The intervention consisted of overdose education involving education and techniques in overdose prevention and management. The naloxone kits included pre-filled syringes with mucosal atomisation devices. A questionnaire was completed when participants enrolled. If participants came back for a refill, to get more naloxone, then a further questionnaire was completed. As a result they were able to gather data on reports of 92 overdose rescues from 62 enrollees. The majority of the overdose victims were reported to be known to the participants - friends, partners or family. Only in 10 cases out of the 92 was it reported that the victim was a stranger.
Commentary: The authors concluded that people who take methadone tend to have multiple overdose risk factors and high exposure to witnessed overdose. The report on the NTA pilot of naloxone was published in 2011 and involved 495 carers who were provided with the training and the naloxone. A total of 18 cases were reported where naloxone was used and two where basic life support was given. All of those survived.
Naloxone would seem like a no-brainer but the medical evidence doesn't run very deep - it's good to see better quality evidence along the lines of this American study that highlights the best use of naloxone. There is absolutely no moral justification for denying naloxone - but it has been argued that it is not necessarily what users want. That's a flaw with the NTA pilot - it was carers involved rather than those at direct risk. For those who are at risk, naloxone may be a constant reminder and an unwanted association with addiction.
This study is valuable as it targets those still in treatment, on methadone, and this may well be a more appropriate group to target for a potentially valuable intervention.
Meta-analysis of naltrexone and acamprosate for treating alcohol use disorders: when are these medications most helpful?
Maisel NC, Blodgett JC, Wilbourne PL, Humphreys K, Finney JW. Addiction 2012. Published online ahead of print
This meta-analysis described its aim as being more nuanced - to examine when these medications might be most useful.
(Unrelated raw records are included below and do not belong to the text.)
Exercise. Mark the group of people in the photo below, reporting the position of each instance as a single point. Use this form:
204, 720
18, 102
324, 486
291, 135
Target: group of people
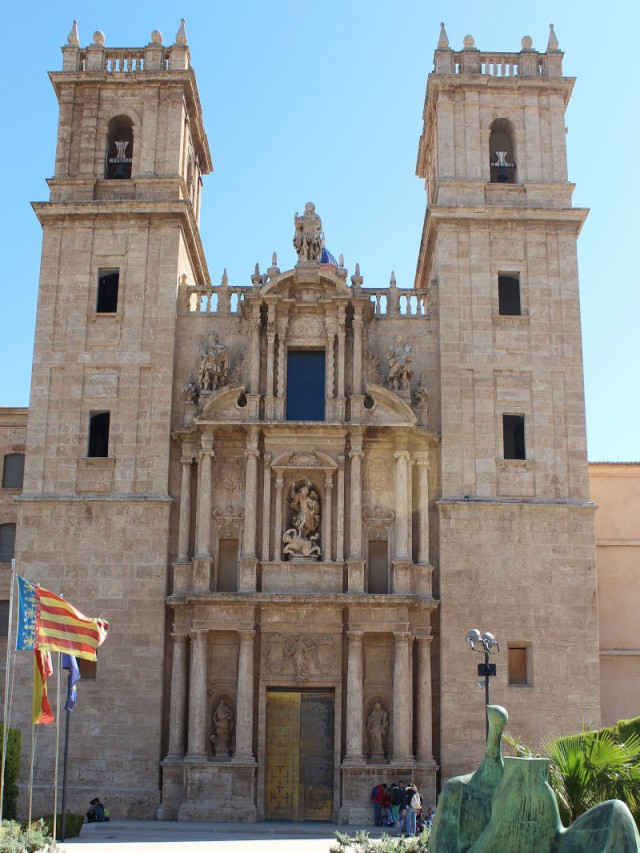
401, 807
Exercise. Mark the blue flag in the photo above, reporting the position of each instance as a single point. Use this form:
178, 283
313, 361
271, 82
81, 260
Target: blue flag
26, 638
70, 663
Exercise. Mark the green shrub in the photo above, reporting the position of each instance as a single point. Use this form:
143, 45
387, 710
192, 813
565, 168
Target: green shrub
14, 838
11, 772
361, 843
72, 824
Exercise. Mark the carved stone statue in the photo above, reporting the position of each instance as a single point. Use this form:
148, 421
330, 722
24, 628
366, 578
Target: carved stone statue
377, 728
223, 726
214, 364
308, 239
300, 540
400, 357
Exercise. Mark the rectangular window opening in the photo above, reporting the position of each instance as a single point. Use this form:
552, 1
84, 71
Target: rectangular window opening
99, 434
378, 576
306, 385
228, 565
513, 436
108, 283
518, 664
509, 295
13, 471
7, 542
88, 669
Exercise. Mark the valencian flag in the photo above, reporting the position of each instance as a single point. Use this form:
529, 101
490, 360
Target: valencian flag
48, 623
42, 669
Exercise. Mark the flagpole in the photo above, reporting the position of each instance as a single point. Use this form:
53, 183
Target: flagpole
64, 762
5, 719
33, 750
55, 781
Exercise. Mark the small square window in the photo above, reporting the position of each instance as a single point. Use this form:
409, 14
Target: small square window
108, 284
88, 669
513, 437
13, 471
518, 664
509, 295
99, 434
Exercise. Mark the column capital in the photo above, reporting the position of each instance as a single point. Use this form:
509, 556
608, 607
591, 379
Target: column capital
355, 636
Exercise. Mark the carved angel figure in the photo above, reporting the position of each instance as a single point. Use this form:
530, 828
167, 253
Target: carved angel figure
400, 357
223, 726
308, 239
214, 364
377, 728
Their results showed that acamprosate had a significantly larger effect size than naltrexone on the maintenance of abstinence. However, naltrexone had a large effect size on the reduction of heavy drinking and craving - though it was noted that few acamprosate studies had data on heavy drinking outcomes so this did limit the power. In terms of issues of timing, the meta-analysis highlighted some issues. Notably, people who had their detoxification before medication administration had better abstinence outcomes compared with placebo. Similarly, for naltrexone a requirement for abstinence before the trial medication was also associated with better outcomes.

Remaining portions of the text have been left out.